Basically, you need to consider the finances and the impact on your career — especially if you leave a job you've been in for less than two years.
"Job hopping shows a lack of stability," said Francis Tapon, chief investment officer of robo-advisor Emperor Investments. "I would be wary of hiring someone who has a long sequence of jobs in which they never stayed [long]."
Make a list of the actual costs of both jobs, your current one and the new opportunity.
One company might mean a longer, more expensive commute. Some jobs could require a different, more formal wardrobe.
When you change employers, you'll need to make a decision about your current 401(k) plan. The new organization's plan may not allow rollovers.
Do a side-by-side comparison of the benefits both jobs offer — and the salaries are just a starting point. It's easy to brush aside retirement benefits, but if there's a skimpier match (or no match) that bigger salary may not be such a great deal.
Younger workers, especially millennials, are more apt to switch jobs than older generations, says Rich Ramassini, a certified financial planner and director of strategy and sales performance with PNC Investments.
The improving economy is one reason. Workers who have been with an organization that was tightening the purse strings might find a better offer as companies start being more profitable.
When you contemplate leaving for a new position, you need to think critically and analytically about your motivation. Moving to a better opportunity is "fundamentally different from running away from something you don't like," Ramassini said.
Money is, of course, a prime factor. Most people will take the opportunity to increase earnings.
The chance to acquire different skills might be a reason.
"Some people, who are doing one specific thing, want to expand and do something else," Ramassini said. "Or someone using multiple skills wants to be more of a specialist and cut down the number of skills being used."
A company's values can be a motivating factor. You might want to work for an organization that aligns more closely with your views on social responsibility or allows time off for volunteering.
Don't miss out on saving for retirement when you switch. Continue investing in your IRA (or start an IRA if you don't already have one), since you will not be able to invest through the new company's 401(k) plan right away, Tapon says.
Depending on how your benefits are structured, you might have to walk away from some employer contributions to your retirement account.

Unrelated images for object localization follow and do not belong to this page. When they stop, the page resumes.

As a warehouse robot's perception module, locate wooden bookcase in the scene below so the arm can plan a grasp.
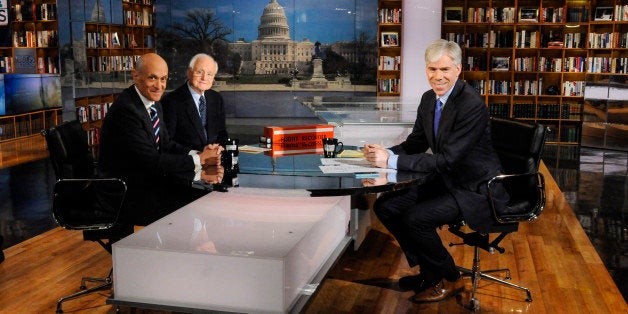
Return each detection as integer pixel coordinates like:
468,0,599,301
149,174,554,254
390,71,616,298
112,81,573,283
377,0,403,96
0,108,62,142
0,0,62,142
7,0,59,74
74,93,118,158
74,0,155,151
85,0,155,72
441,0,628,146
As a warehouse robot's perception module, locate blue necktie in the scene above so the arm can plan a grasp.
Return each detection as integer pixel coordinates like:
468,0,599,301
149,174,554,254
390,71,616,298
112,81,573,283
434,99,443,136
150,105,160,149
198,95,207,138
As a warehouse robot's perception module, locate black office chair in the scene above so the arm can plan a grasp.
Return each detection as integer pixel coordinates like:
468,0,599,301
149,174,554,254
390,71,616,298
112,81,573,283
42,121,133,313
449,118,546,310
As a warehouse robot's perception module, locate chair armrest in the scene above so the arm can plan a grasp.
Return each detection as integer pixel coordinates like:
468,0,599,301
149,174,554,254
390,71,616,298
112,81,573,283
52,178,127,230
487,172,545,223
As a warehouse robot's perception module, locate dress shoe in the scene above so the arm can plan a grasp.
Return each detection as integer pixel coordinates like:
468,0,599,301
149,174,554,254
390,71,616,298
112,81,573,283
0,235,4,263
399,274,438,293
413,280,463,303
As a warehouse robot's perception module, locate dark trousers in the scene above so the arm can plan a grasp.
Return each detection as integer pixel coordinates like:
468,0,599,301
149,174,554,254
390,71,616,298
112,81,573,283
374,181,460,282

If an otherwise ideal sounding job offers less generous benefits, Ramassini suggests comparing them to those of similar companies. "I'd be put off by benefits that are out-of-market in a corporate America job," he said. "But if it's a smaller, family owned business, it is not so unusual for them not to offer a retirement plan."
A smaller company may offer other forms of compensation, such as an equity stake or the chance of a partnership.
Always consider the impact to your professional identity.
"The more times you change jobs, the more time you spend in a learning phase," Ramassini said. When you start a job, it's a time of minimal contribution. "You are doing yourself a disservice,″ he said.
Estimate how long it will take to get up to speed in the next position.
"There is a lot of value in performing at a high level, when you can make contributions above those of a new employee," Ramassini said.
Working at the top of your game because of your experience can be compared to a physical workout, Ramassini says.
"The more time you spend, the stronger you become," he said.
Before switching to a new job, you'll want to know what the future might look like in the next one. Ramassini recommends asking: "What's the runway for this position?" Be sure to show you fully appreciate and acknowledge the current position.